Thursday, October 26, 2023

RICH MAN POOR MAN by Irwin Shaw

Finished Su 10/22/23

This is one of my ancient paperbacks that I had never read and there is no record of when I bought the book. 

In the novel 'THE COLOR OF LIGHT' by William Goldman one of the characters mentions that he likes the author Irwin Shaw and his college professor denigrates his choice. I like the writing of both authors and I think that they are very similar. 

Basically it is the story of three siblings:

Gretchen- the oldest and has an affair with a richer and older neighbor. She's frustrated and unlucky in love

 Tom- The youngest and a fighter and a demanding man. He goes outside of the law to get what he wants.

Rudolph- He was the brother that the parents felt was 'most likely to succeed'. He becomes the richest of the siblings.

From the book's review at Kirkus: 

"This ever and everlasting novel, proceeding with styleless ease in the most readable fashion possible, spans some twenty years and the three lives of the Jordache children from their divided beginnings to their unified endings in middle age. First Gretchen, from her slatternly start at 17 with a rich failure who to a degree is instrumental in all their lives. Gretchen goes on to New York and a lackluster marriage, to Los Angeles and an exciting one with a film director until his untimely death. Then there's Thomas, the insolent delinquent who disappears for years to become a prizefighter, whom Rudolph (he's next) helps unknowingly, and who repays his debt to society and to the family fully. And last Rudolph, handsome, cautious, acquisitive, who does become a rich man but a responsible one. . . . Mr. Shaw's story keeps going with a self-perpetuating interest and with the kind of professionalism that say Jerome Weidman manifests although forfeiting anything which qualifies at a literary level.

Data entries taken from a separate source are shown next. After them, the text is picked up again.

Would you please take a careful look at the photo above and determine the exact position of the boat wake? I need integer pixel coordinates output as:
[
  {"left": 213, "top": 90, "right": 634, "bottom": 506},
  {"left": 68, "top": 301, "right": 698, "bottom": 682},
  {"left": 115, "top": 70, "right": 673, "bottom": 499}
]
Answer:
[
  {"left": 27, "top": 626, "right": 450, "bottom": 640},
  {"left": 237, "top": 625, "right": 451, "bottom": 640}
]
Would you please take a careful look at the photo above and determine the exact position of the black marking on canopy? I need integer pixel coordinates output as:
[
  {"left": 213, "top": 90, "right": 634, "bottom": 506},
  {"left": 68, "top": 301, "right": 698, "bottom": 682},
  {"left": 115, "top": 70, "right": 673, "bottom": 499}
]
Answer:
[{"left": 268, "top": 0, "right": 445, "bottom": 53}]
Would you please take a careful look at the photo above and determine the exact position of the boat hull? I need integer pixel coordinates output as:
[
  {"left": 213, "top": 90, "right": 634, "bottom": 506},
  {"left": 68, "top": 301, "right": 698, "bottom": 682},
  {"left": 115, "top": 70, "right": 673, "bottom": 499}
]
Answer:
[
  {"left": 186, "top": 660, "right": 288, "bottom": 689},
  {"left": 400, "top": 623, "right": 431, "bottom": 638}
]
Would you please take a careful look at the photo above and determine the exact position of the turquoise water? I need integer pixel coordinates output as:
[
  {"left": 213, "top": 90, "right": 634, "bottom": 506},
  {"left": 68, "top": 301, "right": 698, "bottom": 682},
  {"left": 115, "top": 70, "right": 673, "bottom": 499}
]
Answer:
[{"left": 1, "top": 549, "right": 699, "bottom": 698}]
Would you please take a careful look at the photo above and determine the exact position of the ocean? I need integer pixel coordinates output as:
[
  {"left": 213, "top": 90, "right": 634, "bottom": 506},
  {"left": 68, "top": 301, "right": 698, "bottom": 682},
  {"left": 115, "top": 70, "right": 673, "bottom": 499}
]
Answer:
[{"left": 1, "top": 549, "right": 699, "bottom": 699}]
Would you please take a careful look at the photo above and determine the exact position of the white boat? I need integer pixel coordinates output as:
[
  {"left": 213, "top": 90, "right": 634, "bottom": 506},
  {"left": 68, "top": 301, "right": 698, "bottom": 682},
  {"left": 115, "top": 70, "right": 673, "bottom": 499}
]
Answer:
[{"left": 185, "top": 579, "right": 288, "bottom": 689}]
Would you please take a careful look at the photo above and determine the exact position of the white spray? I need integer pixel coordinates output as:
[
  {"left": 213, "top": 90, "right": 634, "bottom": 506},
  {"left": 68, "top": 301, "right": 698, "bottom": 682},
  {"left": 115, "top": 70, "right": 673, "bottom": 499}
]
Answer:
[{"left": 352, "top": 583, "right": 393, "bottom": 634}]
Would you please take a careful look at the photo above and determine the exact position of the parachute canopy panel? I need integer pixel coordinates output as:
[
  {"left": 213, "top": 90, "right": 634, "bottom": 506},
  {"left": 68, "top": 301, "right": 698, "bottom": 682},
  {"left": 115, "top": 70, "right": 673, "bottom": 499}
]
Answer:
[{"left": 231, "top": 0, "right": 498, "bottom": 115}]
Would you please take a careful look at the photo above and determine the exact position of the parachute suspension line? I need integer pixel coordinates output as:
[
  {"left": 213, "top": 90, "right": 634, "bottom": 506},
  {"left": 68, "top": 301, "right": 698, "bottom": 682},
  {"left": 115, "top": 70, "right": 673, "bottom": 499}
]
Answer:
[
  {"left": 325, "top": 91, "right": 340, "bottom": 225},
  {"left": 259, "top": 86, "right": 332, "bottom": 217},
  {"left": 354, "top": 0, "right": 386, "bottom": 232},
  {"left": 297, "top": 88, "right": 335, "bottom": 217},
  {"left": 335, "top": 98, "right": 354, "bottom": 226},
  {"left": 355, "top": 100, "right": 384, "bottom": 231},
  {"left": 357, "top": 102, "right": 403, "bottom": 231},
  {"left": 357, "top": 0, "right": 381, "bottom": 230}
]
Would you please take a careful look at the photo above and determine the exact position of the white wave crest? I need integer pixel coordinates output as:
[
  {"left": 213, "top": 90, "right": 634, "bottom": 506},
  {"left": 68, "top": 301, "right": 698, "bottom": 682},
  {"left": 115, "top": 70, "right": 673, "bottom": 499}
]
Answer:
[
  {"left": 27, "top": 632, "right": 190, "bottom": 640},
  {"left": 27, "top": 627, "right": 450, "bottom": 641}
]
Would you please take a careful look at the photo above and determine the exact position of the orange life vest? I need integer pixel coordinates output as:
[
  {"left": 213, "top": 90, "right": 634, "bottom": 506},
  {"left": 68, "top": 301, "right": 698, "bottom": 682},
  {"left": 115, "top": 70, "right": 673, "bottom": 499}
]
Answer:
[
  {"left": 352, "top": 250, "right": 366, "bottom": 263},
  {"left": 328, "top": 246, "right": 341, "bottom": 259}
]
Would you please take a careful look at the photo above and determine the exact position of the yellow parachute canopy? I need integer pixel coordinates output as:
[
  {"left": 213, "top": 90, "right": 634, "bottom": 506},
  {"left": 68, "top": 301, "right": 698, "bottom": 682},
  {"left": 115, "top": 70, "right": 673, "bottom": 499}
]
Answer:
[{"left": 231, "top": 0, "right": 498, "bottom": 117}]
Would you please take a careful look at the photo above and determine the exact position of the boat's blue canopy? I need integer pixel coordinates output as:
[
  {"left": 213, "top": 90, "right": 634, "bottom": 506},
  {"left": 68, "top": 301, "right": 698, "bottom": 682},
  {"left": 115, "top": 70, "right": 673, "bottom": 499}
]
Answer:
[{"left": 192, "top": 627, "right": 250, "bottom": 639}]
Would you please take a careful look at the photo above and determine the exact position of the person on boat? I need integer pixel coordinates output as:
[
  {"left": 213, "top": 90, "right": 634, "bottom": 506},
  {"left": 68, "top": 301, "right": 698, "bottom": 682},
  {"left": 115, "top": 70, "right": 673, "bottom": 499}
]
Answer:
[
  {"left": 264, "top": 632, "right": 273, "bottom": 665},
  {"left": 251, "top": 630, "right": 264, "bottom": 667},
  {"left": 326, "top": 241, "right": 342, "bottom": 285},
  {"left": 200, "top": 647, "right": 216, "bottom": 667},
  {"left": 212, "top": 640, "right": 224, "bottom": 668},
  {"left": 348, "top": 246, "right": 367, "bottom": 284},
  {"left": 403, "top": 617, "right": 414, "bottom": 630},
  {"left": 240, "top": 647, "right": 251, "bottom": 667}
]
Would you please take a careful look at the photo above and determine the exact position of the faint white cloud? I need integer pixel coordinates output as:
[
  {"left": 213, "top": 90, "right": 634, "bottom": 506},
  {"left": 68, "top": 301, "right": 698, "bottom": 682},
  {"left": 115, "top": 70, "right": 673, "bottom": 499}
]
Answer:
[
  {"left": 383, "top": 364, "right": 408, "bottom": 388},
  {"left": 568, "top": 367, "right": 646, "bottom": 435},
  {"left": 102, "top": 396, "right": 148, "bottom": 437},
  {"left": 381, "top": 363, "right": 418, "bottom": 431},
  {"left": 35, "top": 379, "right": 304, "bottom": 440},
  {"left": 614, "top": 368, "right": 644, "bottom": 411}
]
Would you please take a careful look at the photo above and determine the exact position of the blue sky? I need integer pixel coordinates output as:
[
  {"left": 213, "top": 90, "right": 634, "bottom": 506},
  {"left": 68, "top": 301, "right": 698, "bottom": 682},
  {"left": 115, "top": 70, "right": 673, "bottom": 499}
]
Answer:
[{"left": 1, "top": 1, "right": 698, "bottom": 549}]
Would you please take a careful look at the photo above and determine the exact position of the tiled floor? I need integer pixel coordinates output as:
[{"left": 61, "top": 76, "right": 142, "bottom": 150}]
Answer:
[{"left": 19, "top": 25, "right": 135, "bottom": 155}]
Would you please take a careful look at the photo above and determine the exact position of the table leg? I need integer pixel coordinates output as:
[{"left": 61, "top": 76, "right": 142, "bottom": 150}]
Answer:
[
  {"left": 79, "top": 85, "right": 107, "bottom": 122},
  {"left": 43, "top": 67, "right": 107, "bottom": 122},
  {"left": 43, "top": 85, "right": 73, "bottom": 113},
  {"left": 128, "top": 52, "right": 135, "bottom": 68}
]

But it should be eminently marketplaceable."

From the book's page at Wikipedia:

"The novel is a sprawling work, with over 600 pages, and covers many of the themes Shaw returns to again and again in all of his fiction – Americans living as expatriates in Europe, the McCarthy era, children trying to break away from the kind of life lived by their parents, social and political issues of capitalism, and the pain of relationships. On the very first page Shaw subtly telegraphs the sad ending of the story, in the same way that the first scene of a film will often quote the last scene.

Originally published as a short story in Playboy Magazine, it became an international bestseller when published as a novel. The bulk of the novel concerns the three children of German Americans Mary Pease and Axel Jordache – the eldest, Gretchen, the middle child, Rudolph, and the youngest, Thomas. It chronicles their experiences from the end of World War II until the late 1960s."

The novel was adapted into one of the first television miniseries for ABC television in 1976.